All of which brings us to Hearts of Fire, a celluloid sandwich so devoid of flavour, filling, crust, texture, impetus, wit, energy, conflict, colourful packaging or any other conceivable reason for being that we must assume that the entire production just willed itself into actuality. There can be no other explanation for a film that nobody seemingly wanted to make, certainly no-one wanted to see, and many people now view as an existential prank.
Farts for Hire
This example of a self-creating film is not unique. Quizzed about 1976’s King Kong remake, baffled producer Dino De Laurentiis happily exclaimed “Is just ‘appen!” A similar kind of professional accommodation - tempered by incomprehension - was writ large on Angelina Jolie’s massive face at the premiere of self-sustaining spy shenanigan Salt.
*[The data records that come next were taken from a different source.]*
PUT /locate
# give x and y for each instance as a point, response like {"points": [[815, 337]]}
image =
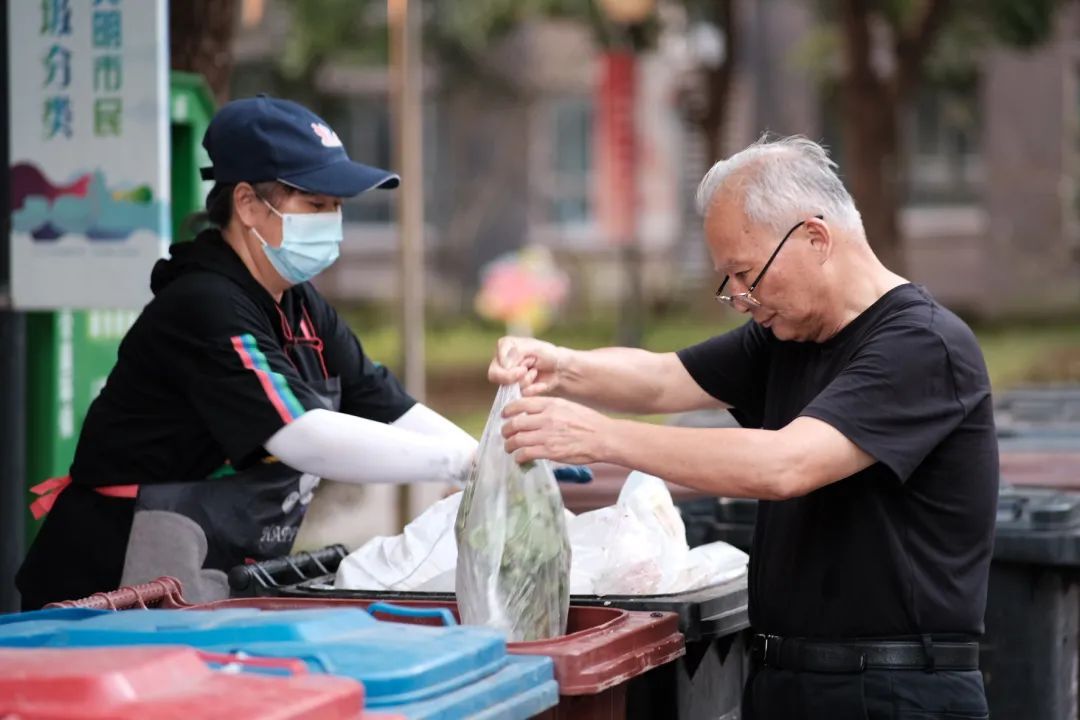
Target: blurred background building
{"points": [[987, 176]]}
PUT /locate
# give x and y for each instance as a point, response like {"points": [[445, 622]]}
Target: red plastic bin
{"points": [[165, 683], [604, 648]]}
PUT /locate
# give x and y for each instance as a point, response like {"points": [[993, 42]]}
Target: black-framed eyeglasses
{"points": [[747, 298]]}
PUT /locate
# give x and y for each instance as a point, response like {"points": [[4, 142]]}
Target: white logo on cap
{"points": [[326, 136]]}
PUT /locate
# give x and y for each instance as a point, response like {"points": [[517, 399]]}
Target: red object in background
{"points": [[164, 683], [617, 146]]}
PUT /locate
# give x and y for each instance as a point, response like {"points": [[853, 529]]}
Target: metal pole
{"points": [[12, 372], [407, 92]]}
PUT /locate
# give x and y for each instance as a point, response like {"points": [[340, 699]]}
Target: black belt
{"points": [[855, 655]]}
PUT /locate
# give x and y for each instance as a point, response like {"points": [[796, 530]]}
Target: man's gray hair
{"points": [[783, 180]]}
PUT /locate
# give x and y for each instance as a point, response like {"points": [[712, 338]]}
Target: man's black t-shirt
{"points": [[904, 546], [211, 370]]}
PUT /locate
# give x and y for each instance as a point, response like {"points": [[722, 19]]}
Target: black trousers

Ditto for Joseph Gordon-Levitt’s bemused grimace on the red carpet for Premium Rush.

In an exclusive 1988 interview with rock mag Burnt Suede, star Bob Dylan himself hinted at the veiled cosmic happenchance that underpinned the making of Hearts of Fire. “It was like a hailstorm in your jacket pocket, man,” he mumbled obliquely; “like being brought up Jewish on a hog farm.” Later in the same interview, director Richard Marquand – previously George Lucas’s directorial avatar/push-around guy on Return of the Jedi – muttered darkly about Druidic rituals, perpetual motion and ‘sentient production schedules’…
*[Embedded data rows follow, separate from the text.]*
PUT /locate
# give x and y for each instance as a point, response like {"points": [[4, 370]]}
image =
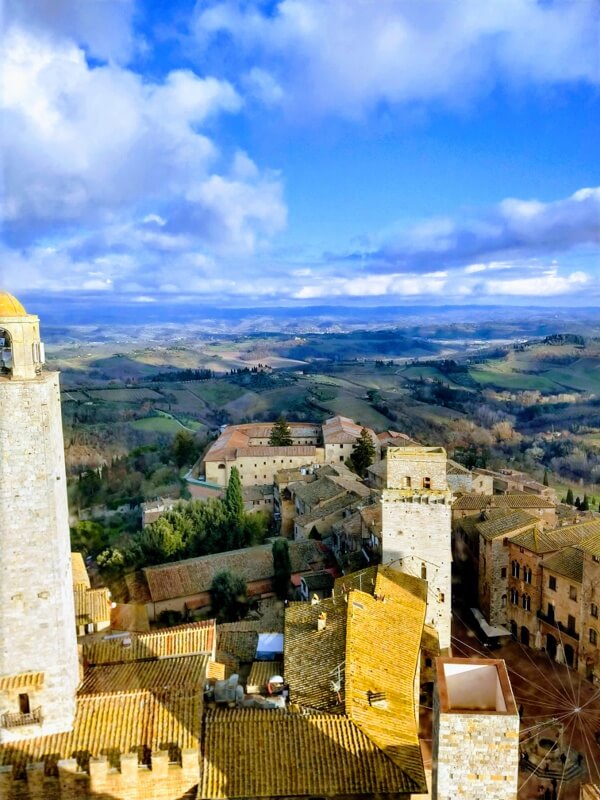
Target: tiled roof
{"points": [[522, 500], [316, 491], [307, 450], [568, 562], [238, 643], [260, 673], [342, 430], [311, 657], [192, 639], [326, 509], [454, 468], [382, 656], [195, 575], [318, 580], [471, 502], [22, 680], [91, 605], [476, 502], [512, 521], [549, 541], [255, 753], [165, 673], [119, 722], [79, 572]]}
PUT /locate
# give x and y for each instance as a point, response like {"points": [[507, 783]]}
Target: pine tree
{"points": [[281, 435], [363, 452], [234, 507], [545, 481], [282, 568]]}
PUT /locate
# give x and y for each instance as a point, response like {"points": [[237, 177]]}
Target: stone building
{"points": [[475, 731], [589, 651], [39, 669], [416, 526], [560, 614]]}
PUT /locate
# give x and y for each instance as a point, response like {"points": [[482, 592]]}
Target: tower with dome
{"points": [[39, 669]]}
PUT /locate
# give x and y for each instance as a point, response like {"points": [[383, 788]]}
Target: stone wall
{"points": [[130, 781], [475, 755], [37, 617]]}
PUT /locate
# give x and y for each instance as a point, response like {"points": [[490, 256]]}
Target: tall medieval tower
{"points": [[39, 669], [416, 526]]}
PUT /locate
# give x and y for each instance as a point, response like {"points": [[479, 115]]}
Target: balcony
{"points": [[17, 718], [550, 620]]}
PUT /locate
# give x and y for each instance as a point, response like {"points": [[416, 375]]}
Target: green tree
{"points": [[282, 568], [229, 596], [281, 435], [363, 452], [234, 508], [184, 448]]}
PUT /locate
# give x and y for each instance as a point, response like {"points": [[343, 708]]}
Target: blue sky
{"points": [[302, 151]]}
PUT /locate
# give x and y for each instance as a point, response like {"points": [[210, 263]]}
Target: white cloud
{"points": [[346, 57], [549, 284]]}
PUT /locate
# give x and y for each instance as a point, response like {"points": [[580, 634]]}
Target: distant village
{"points": [[353, 687]]}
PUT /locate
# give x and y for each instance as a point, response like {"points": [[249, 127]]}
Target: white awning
{"points": [[489, 630]]}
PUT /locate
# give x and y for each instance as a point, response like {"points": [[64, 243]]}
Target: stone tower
{"points": [[475, 731], [39, 669], [416, 526]]}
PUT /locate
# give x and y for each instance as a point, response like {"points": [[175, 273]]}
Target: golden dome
{"points": [[10, 306]]}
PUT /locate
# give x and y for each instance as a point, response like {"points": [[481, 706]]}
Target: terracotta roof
{"points": [[183, 640], [327, 509], [312, 657], [80, 576], [454, 468], [342, 430], [256, 753], [260, 674], [473, 502], [238, 643], [164, 674], [511, 521], [317, 491], [522, 500], [567, 562], [549, 541], [195, 575], [117, 723], [306, 450], [22, 680], [91, 605]]}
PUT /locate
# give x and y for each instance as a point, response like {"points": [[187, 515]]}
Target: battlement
{"points": [[157, 777]]}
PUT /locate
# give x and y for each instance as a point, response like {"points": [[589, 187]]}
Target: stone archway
{"points": [[569, 655]]}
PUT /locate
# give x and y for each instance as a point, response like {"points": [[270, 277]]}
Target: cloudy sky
{"points": [[302, 151]]}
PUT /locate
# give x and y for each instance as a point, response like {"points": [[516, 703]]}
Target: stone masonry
{"points": [[416, 526], [39, 669]]}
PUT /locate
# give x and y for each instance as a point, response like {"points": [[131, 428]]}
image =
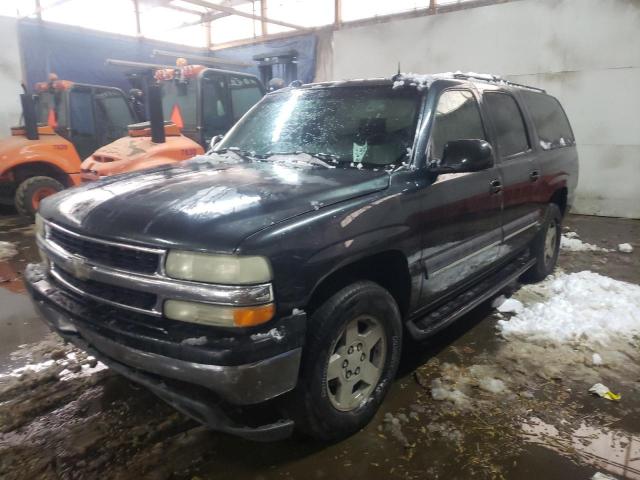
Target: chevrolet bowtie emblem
{"points": [[79, 268]]}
Indeed the film they were referring to could only have sprung into existence of its own volition. Imagine Spinal Tap’s home movies, or outtakes from seminal Metallica doc Some Kind of Monster in which the thrash titans take a break from dark metal alchemy, psychotherapy and despising each other in order to ponce around Welsh clifftops in loose-fitting satin jockey-pants. Now imagine fading rock scarecrow Bob Dylan decked out in apatchwork leather harlequin blouson fighting Rupert Everett’s electro-pop princeling for the musical soul of gormless ginger American hayseed ‘Fiona’ while the viewer’s hopes suffocate amid empty verses of narrative nothingness and endless choruses of sublime vacuity. This is not Cinema, this is somebody else’s fugged holiday snaps spooled off at 24fps. And a grim excursion it proves.
A sheepie and a perm = the '80s
Dylan is former rawk! idol Billy Parker. He’s American. He plays grundy sub-Tom Petty toe-tappers. He owns a chicken farm. He’s ‘real’. Everett’s Zak Cyan is nauseatingly English. His music sounds like the Art of Noise being played through a Sinclair ZX Spectrum. He owns a helicopter. He is ‘a nob’. The Hayseed is a guitar-slingin’ blow-dried toll-booth operative with more hair than sense and more sense than talent. She will be their denim battleground.
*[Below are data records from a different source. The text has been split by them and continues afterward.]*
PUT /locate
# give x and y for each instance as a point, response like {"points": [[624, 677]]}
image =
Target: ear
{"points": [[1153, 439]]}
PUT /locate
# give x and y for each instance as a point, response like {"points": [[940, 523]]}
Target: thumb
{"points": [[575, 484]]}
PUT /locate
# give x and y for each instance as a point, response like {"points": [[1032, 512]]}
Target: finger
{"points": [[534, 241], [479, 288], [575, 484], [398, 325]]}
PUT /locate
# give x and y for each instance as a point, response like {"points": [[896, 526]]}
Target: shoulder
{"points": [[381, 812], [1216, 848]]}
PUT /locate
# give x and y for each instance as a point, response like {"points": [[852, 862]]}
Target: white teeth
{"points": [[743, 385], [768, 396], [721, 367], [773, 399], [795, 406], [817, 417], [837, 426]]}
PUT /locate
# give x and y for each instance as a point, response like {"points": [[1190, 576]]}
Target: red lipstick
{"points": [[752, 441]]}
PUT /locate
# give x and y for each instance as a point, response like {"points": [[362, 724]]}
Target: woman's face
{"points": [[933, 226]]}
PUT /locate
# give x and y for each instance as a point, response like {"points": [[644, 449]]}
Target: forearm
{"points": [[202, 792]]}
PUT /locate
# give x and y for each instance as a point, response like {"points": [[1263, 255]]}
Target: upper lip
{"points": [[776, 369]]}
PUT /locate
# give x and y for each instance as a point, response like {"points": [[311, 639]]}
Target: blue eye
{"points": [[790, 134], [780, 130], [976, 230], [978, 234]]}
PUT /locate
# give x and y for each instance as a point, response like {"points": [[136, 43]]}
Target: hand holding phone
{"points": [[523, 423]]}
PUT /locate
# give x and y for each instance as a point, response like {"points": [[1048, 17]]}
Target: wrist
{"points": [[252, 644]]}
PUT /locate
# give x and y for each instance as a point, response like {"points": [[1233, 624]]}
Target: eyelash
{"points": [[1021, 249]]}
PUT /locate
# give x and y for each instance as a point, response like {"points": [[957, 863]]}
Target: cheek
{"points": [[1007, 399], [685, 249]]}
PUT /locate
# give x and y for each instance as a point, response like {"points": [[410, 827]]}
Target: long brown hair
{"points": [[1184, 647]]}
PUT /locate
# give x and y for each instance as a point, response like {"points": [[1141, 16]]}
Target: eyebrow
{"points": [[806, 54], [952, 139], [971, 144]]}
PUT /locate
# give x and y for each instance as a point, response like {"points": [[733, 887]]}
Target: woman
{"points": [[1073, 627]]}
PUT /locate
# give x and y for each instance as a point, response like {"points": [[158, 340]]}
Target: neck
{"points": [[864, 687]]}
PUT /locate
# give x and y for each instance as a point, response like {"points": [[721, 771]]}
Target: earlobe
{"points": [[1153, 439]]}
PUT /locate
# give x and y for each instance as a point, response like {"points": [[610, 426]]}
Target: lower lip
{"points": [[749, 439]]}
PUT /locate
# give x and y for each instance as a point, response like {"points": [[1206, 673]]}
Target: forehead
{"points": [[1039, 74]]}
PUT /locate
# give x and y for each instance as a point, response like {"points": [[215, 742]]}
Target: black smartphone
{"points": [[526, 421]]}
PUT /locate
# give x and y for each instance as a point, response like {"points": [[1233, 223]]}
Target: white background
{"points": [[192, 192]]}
But there will be no victory. No heart of fire.

This universe does not explode in a supernova of rock ecstasy, but folds into cold, lonely isolation as Bob heads back to Chickentown, Illinois, Rupe gets his head blown off by a jealous fan and the Hayseed gets to play her joyless proto-yacht rock beneath the grim Friday-night lights of her rickety hometown stadium. The film winks out of existence. It has fulfilled its unknowable life cycle and must now die. 
'Eagles of Sanctuary', apparently
In King Lear, Shakespeare suggests that ‘nothing will come of nothing’. But he was wrong. Nothingness has gouged forth the very boiling heavens and all their illimitable glories: C-beams glittering in the dark near the Tannhauser Gate; galaxies that existed impossibly long ago and tantalisingly far, far away.

Ninety minutes of undercooked, overripe, solid-gone music industry horseshit is a walk in the fucking park.